ベトナムの仲介業者に高額の手数料を払った来日した技能実習生が、当初の期待とは程遠い低賃金労働者という扱いに耐えられずに疾走する者が多数出ているという記事。

結局、日本の受け入れ業者のほとんどが、低賃金で一生懸命働いてくれる労働者として、重宝している実態と、ベトナムの仲介者の金もうけが巻き起こした事態と言え、ここでも基本的な人権がないがしろにされている実態が浮かびあがって来ます。

後日得た情報ですが、外国人実習生に対しては、労働基準法の適応がほとんどなされていないとか、一部では時給300円という状況もあるようです。

6. セクハラNO
記者現場の女性たちが受けたセクハラの実情を報告する記事。

これは例会前にこのML上で事前に添付して読んでいただいていた記事です。

記事では、セクハラの具体的な例がたくさん報告されています。(この記事は『上』という事で、更に『下』へと報告は続き、その『下』版を道新電子版からワードにコピーしたものをここに添付しますのでご覧ください)

さて、セクハラを受けた経験があまりないと言われる女性会員のご意見では、「本当にこんなひどい事を世の男性がする(考えている)とは信じられないし、こんなことが当たり前にされているのであれば私はバリアを張ってちょっと(男性たちを)遠ざけたい気分になりました」という事ですが、一方御常連男性会員の皆様方の口がなぜか重いという事に少々残念な気分です。
真面目な男性の立場からすると、「もしかすると自分もセクハラまがいの事をやってしまっていたのではなかろうか?」などという不安が口を重くしてしまうのかも知れませんね。

そんな中で、「あの男が言っても(女性)誰もセクハラだなどと言わないのに、私が同じ事を言ったらいやらしいと言われてしまうんだ」というような、実にありがちな話が、男性陣の正直な困惑の表現だったようです。

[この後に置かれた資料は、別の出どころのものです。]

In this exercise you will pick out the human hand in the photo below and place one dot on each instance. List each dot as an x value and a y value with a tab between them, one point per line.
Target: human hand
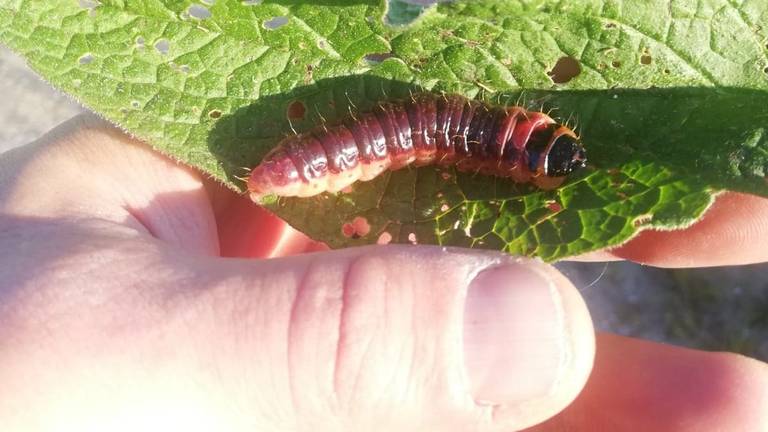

重要なのは人権問題だという事なのに、その人権というテーマに日本人がとても弱いという事です。
「基本的人権の尊重」というテーマが憲法に掲げられているにもかかわらずです。

自民党の改憲草案を見ると、現憲法で謳っている基本的人権が後退し、個人よりも家族、家族よりも地域、個人は国家のためになる事をする義務を課すような方向性(自民党の草案は、公益や公序に反しない範囲での人権しか認めていないようにも読めます―2016年5月7日東京新聞より)が押し出されています。

自民党思想では根本的に基本的人権の尊重が邪魔で、だから戦後一貫して教育の場での『基本的人権の尊重』をあえて避けてきたのではないか?それで日本人の人権意識が育たなかったのではないか?
弁護士の角田由紀子氏は「セクシャルハラスメントの根本解決は子供のころからの教育しかない」と言っていました。

今人権を考えるという事は、実は自民党の考え方と真正面から対峙する事、政治から一歩引いている市民、なんとなく自民党を支持している人々に、自民党が何を目指しているかという訴えをする材料として、この人権問題は重要なテーマの一つではないかという説明をさせて頂きました。

次回の例会は、5月16日水曜日
いつもの、エルプラザの2階会議コーナーにて、18:30より約2時間の語り合いです。

皆様方のご参加を、お待ちしております。